It’s a hard book to talk about without compromising its narrative integrity, but it deals with the power of imagination, the frenetic energy of youth, and the refuge of the creative process, giving full attention to both the joy in those things and their dangerous reciprocal. It’s a book about the intimate connections we make with the people around us without realizing it and it’s a book about fantasy games, Conan the Barbarian, God-and-Satan and the people who try to take a side in that.
It’s also the most emotionally affecting book I’ve read in years. As redemptive as it is, Darnielle goes to some dark places that are made all the more unsettling by their believability. He finds beautiful truth in the most overlooked aspects of the way human beings treat each other and also illuminates the parts of myself that I don’t want to look at or remember. Recommended, as highly as possible. If you read no other fiction this year, read this.
I heard one of the stories from Denis Johnson’s Jesus’s Son on either Selected Shorts or the New Yorker’s short story podcast, I can’t remember which. I was in Beijing in early February, walking about a mile in the snow to take a bus to go to a subway to meet a friend at a hostel near the center of the city. After that, I kept my eye out at used bookstores with no luck.

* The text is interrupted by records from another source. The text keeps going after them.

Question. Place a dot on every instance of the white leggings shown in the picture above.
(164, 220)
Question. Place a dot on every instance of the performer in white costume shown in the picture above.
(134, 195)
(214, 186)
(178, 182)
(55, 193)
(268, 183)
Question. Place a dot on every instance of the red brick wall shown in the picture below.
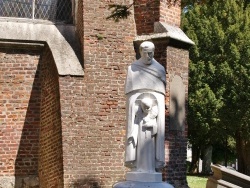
(146, 13)
(19, 112)
(176, 141)
(50, 142)
(93, 106)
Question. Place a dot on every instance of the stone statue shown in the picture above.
(145, 92)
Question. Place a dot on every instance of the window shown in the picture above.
(53, 10)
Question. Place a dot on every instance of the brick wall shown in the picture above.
(19, 114)
(50, 142)
(176, 141)
(93, 106)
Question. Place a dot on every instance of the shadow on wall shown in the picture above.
(175, 170)
(26, 164)
(87, 182)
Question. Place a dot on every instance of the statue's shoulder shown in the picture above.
(157, 65)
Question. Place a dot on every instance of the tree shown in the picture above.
(219, 91)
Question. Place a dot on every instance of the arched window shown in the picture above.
(53, 10)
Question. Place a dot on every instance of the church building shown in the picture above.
(63, 68)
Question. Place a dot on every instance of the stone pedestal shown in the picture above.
(143, 180)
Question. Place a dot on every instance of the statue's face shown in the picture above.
(146, 104)
(147, 56)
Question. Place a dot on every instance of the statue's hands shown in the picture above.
(131, 140)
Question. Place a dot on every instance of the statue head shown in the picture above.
(146, 104)
(147, 52)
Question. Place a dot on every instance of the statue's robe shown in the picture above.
(141, 79)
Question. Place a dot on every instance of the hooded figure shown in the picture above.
(145, 107)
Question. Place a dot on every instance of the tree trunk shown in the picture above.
(207, 160)
(241, 154)
(194, 167)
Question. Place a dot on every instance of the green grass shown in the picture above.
(197, 181)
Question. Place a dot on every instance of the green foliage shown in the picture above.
(119, 12)
(196, 181)
(219, 89)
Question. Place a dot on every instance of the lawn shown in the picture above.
(197, 181)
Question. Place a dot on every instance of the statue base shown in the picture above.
(136, 184)
(144, 176)
(143, 180)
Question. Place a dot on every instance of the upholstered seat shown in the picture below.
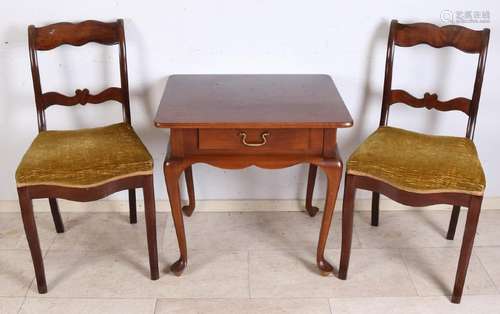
(419, 163)
(84, 158)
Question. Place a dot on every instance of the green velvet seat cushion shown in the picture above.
(419, 163)
(84, 158)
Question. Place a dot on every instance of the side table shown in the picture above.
(237, 121)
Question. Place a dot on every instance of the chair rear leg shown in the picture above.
(56, 215)
(375, 208)
(132, 206)
(453, 222)
(29, 223)
(150, 215)
(311, 180)
(467, 244)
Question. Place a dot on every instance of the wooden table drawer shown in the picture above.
(260, 140)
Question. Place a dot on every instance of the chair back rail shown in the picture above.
(77, 34)
(458, 37)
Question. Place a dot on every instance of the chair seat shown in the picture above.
(419, 163)
(84, 158)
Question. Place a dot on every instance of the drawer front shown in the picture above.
(260, 140)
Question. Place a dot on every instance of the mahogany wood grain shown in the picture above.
(189, 208)
(375, 208)
(132, 205)
(311, 178)
(402, 35)
(230, 101)
(77, 34)
(459, 37)
(429, 101)
(206, 114)
(453, 222)
(277, 140)
(56, 215)
(82, 97)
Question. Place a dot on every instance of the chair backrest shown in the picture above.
(459, 37)
(78, 34)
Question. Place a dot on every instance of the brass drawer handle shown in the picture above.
(264, 136)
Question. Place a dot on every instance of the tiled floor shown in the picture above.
(249, 263)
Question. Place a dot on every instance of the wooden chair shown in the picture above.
(417, 169)
(88, 164)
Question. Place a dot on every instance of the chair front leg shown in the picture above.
(467, 244)
(453, 223)
(56, 215)
(333, 171)
(150, 215)
(347, 224)
(29, 223)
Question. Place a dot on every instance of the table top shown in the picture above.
(251, 101)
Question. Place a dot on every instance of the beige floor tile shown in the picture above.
(248, 306)
(255, 231)
(487, 230)
(484, 304)
(125, 274)
(16, 272)
(433, 272)
(407, 229)
(10, 305)
(12, 234)
(88, 306)
(294, 274)
(490, 259)
(108, 231)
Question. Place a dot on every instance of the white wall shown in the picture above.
(344, 39)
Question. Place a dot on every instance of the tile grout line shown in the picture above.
(330, 305)
(156, 304)
(408, 271)
(34, 277)
(486, 270)
(248, 275)
(22, 304)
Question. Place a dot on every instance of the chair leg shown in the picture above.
(311, 179)
(453, 222)
(56, 215)
(347, 222)
(188, 209)
(29, 223)
(150, 214)
(467, 244)
(375, 208)
(132, 205)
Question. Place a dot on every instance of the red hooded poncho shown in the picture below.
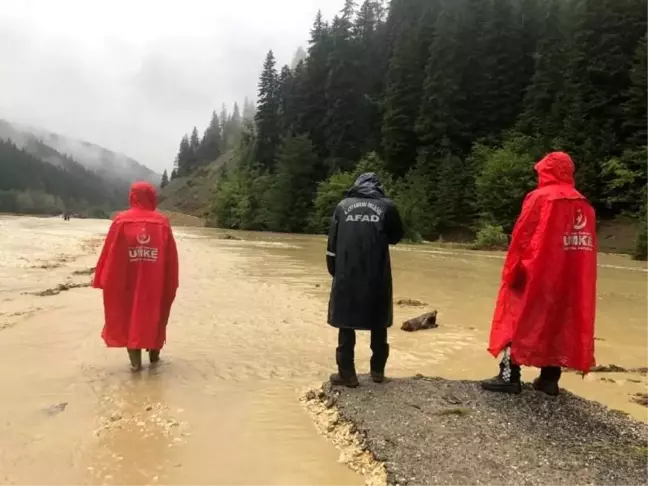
(138, 272)
(547, 300)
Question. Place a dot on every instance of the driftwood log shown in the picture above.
(426, 321)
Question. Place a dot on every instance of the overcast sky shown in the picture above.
(134, 75)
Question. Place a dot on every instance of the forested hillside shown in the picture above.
(452, 102)
(29, 185)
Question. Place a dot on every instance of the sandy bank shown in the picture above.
(424, 431)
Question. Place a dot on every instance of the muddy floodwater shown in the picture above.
(247, 335)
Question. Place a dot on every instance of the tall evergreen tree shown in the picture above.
(185, 157)
(211, 145)
(317, 73)
(249, 110)
(194, 145)
(543, 115)
(404, 88)
(636, 106)
(267, 117)
(165, 180)
(345, 135)
(290, 200)
(300, 55)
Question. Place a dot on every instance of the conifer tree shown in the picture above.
(315, 109)
(636, 107)
(165, 180)
(267, 117)
(211, 144)
(290, 200)
(185, 157)
(404, 89)
(345, 134)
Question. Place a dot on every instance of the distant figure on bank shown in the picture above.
(546, 305)
(363, 226)
(138, 272)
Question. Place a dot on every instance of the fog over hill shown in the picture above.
(49, 147)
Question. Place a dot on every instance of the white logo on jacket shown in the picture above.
(363, 218)
(143, 253)
(578, 239)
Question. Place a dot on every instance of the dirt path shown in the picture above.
(426, 431)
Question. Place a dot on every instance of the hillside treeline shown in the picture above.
(30, 185)
(222, 133)
(452, 102)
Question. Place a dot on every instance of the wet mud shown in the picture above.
(247, 335)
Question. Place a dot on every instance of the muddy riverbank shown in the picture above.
(247, 335)
(424, 431)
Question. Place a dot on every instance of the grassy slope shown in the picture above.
(192, 195)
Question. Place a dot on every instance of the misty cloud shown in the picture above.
(135, 76)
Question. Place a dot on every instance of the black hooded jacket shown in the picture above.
(364, 224)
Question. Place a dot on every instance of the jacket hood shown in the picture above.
(555, 168)
(367, 185)
(143, 196)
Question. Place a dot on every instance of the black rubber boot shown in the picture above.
(345, 359)
(154, 356)
(548, 381)
(135, 356)
(508, 380)
(380, 354)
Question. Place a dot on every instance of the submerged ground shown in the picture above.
(246, 337)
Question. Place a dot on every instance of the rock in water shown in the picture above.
(56, 409)
(426, 321)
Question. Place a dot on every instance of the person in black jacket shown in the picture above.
(363, 226)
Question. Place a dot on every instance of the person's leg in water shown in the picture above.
(154, 356)
(380, 353)
(509, 378)
(345, 358)
(548, 380)
(135, 356)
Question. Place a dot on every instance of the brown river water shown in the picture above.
(247, 336)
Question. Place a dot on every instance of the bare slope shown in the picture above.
(192, 195)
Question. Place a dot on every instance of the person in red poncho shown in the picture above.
(546, 305)
(138, 272)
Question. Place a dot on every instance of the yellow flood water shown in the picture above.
(247, 335)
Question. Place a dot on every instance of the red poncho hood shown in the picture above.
(555, 168)
(143, 196)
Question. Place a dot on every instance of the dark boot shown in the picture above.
(135, 356)
(154, 356)
(508, 380)
(548, 380)
(345, 359)
(380, 354)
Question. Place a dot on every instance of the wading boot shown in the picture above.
(135, 356)
(377, 377)
(380, 354)
(154, 356)
(348, 380)
(508, 380)
(548, 380)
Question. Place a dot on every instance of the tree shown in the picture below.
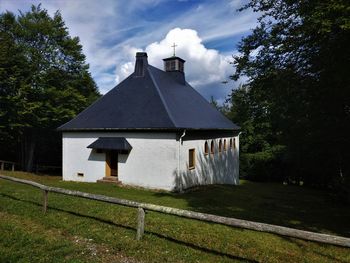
(297, 62)
(44, 81)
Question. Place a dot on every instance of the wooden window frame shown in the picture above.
(191, 154)
(206, 148)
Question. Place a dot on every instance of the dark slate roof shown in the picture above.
(111, 143)
(150, 99)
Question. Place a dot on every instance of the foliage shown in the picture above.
(44, 80)
(167, 238)
(298, 89)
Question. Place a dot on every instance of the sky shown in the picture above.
(111, 32)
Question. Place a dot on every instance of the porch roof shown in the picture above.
(111, 143)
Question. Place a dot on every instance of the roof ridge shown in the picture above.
(161, 97)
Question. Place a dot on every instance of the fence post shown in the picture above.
(140, 223)
(45, 192)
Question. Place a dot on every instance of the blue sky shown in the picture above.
(111, 32)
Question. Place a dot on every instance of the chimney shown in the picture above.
(141, 64)
(174, 66)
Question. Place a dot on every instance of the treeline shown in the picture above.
(44, 82)
(294, 109)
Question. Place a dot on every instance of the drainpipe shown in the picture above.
(178, 160)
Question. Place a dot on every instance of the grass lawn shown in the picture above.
(80, 230)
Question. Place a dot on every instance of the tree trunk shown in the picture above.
(28, 149)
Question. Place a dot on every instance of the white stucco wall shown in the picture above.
(218, 168)
(153, 162)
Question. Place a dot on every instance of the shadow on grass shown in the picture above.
(180, 242)
(301, 245)
(271, 203)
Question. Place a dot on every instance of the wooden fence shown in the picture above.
(279, 230)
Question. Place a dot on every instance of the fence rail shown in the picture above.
(279, 230)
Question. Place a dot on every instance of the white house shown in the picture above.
(152, 130)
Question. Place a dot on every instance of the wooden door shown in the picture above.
(112, 163)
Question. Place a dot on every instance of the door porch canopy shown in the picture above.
(119, 144)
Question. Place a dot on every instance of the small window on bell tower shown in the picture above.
(174, 64)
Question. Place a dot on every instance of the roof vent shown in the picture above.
(141, 64)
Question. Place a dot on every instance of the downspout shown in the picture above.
(178, 160)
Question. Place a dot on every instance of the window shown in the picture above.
(191, 159)
(206, 148)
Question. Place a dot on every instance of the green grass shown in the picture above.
(80, 230)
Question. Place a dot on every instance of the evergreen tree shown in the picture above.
(44, 82)
(297, 61)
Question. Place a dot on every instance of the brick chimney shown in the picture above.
(141, 64)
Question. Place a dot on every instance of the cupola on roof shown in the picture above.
(154, 99)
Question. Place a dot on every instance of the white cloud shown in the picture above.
(203, 66)
(112, 31)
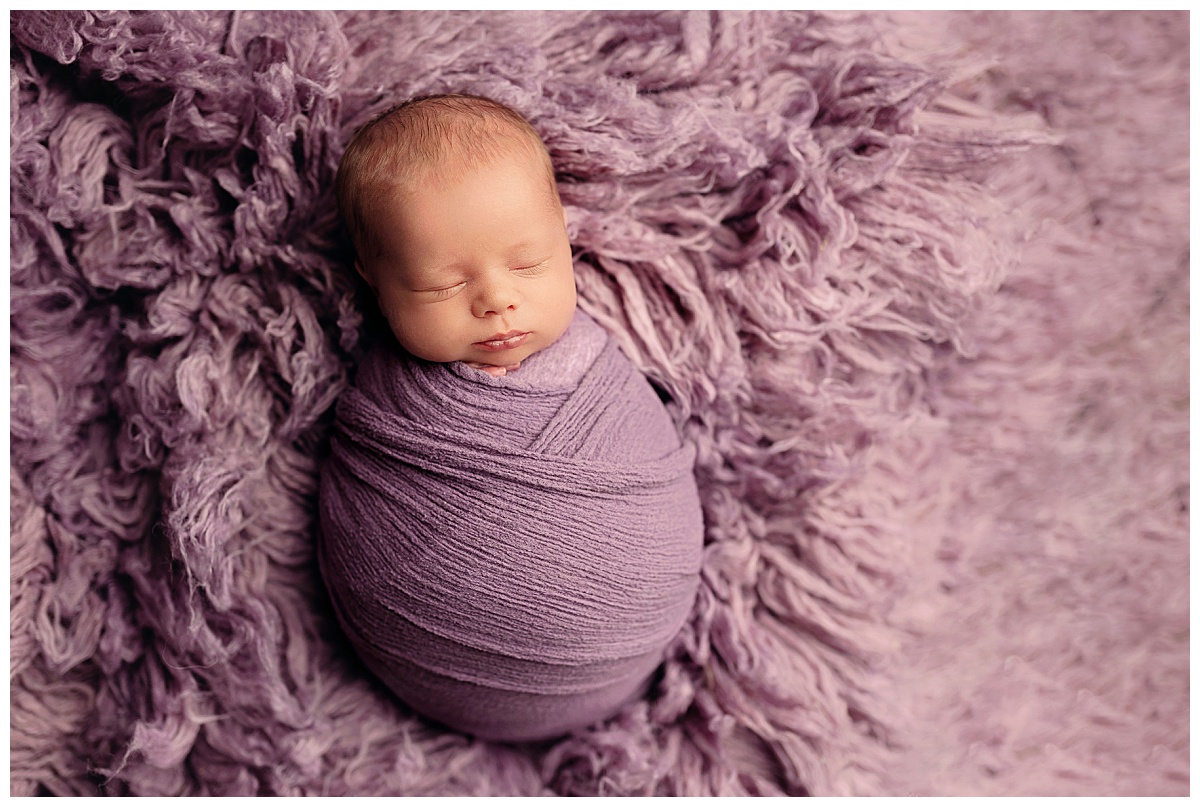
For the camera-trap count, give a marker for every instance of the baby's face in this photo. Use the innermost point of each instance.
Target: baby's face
(477, 269)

Five months later I was working in a frozen food warehouse and a co-worker told me there was a box of books he was getting rid of in his truck. I picked this up, along with a handful of others. It’s not considered one of his best, but it’s one of the better books I’ve read this year.
At 129 pages, it’s hardly a heavyweight, but it reads slowly. The prose is remarkable on a sentence level, deliberate and powerful. I found some of the tropes to be irritating (older professor working in academia encounters a beautiful-but crazy art undergrad who seems so much more alive than he is), but so little of the impact of this book derives from plot anyway. Highly recommended, but maybe check out Jesus’s Son, or Train Dreams if this is your first encounter with Johnson.
For the moment, I’ll be using this site as an online reading log, but I’ll also be posting links to various creative endeavors, along with short essays and various thoughts.